Each year, about 1.7 million people suffer traumatic brain injuries (TBI) in the United States according to the American Association of Neurological Surgeons. Many die and some recover, but approximately 5.3 million people in the United States continue to live with a disability caused by their brain injury.
Diffuse Axonal Injury Is a Type of TBI That Can Result in Death or Disability
A diffuse axonal injury, or nerve damage to the brain, can occur without a person ever hitting his head. Instead, this type of injury can occur when the brain moves rapidly back and forth in the skull. When the brain tissue moves in this way, it can result in shearing or tearing of the white matter and nerve cells in a widespread (“diffuse”) portion of the brain. As a result, the nerve cells stop communicating with each other. Loss of consciousness, a coma, a vegetative state, or even death can occur.
Diagnostic tests are useful in determining whether someone has suffered a diffuse axonal injury. Specifically, doctors may use magnetic resonance imaging (MRIs) or CT scanning to determine whether an individual—particularly an individual who is unconscious—has suffered a diffuse axonal injury.
How a Diffuse Axonal Injury Occurs in a Car Accident
A diffuse axonal injury is often caused by a motor vehicle accident. While these types of injuries can happen in any kind of car crash where there is rapid acceleration or deceleration of the vehicle, they may be more likely to result from an accident in which one or more cars were speeding.
What the Future Looks Like With a Diffuse Axonal Injury
For those who have suffered a severe diffuse axonal injury, nerve damage, or significant tearing or shearing of white matter, the prognosis can be difficult. Many people with severe forms of this traumatic brain injury will remain in a coma, in a vegetative state, or they will die. Those with mild to moderate forms of this injury, however, may benefit from rehabilitation services such as speech and language therapy, counseling, physical therapy, and occupational therapy.

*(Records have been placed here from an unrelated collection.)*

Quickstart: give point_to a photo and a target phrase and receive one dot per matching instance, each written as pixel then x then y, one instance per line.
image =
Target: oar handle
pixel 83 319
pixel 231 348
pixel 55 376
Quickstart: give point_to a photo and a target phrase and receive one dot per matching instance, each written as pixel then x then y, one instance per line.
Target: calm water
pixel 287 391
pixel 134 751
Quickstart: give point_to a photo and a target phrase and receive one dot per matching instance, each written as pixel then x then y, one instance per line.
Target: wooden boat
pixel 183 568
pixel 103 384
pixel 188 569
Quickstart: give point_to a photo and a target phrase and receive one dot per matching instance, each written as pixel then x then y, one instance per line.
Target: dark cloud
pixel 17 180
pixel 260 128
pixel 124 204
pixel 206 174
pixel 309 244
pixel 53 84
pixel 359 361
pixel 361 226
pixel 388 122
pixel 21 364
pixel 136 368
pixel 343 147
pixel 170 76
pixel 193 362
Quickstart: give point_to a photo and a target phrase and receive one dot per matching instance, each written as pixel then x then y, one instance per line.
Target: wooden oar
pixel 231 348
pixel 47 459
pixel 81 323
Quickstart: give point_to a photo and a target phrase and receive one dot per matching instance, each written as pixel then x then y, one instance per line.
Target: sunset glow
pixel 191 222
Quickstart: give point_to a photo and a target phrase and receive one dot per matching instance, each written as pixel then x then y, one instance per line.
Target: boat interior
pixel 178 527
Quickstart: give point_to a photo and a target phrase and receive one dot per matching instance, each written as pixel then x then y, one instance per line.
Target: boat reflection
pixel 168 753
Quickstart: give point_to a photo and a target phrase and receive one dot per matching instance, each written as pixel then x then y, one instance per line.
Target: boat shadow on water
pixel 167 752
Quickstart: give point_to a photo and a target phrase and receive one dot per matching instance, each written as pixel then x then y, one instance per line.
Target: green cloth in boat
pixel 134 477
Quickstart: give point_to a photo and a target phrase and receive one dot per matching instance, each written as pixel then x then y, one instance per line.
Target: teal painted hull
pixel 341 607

How to Protect Your Loved One After a Diffuse Axonal Injury
It can be overwhelming and frightening to have your loved one suddenly suffer a diffuse axonal injury in a car crash. You want to help, but you might not know how to do it. While you continue to consult with your loved one’s neurologist and other doctors to determine the best course of medical treatment, you should also consult with an experienced car accident lawyer to discuss the best course of protecting your loved one’s legal rights.
If someone else caused the traffic accident then your loved one—or his or her survivors—may be able to recover damages for things such as past, current and future medical bills, lost income, out-of-pocket costs, and pain and suffering. These damages won’t undo the harm that has been done, but they help prevent financial tragedy from striking your family during this difficult time.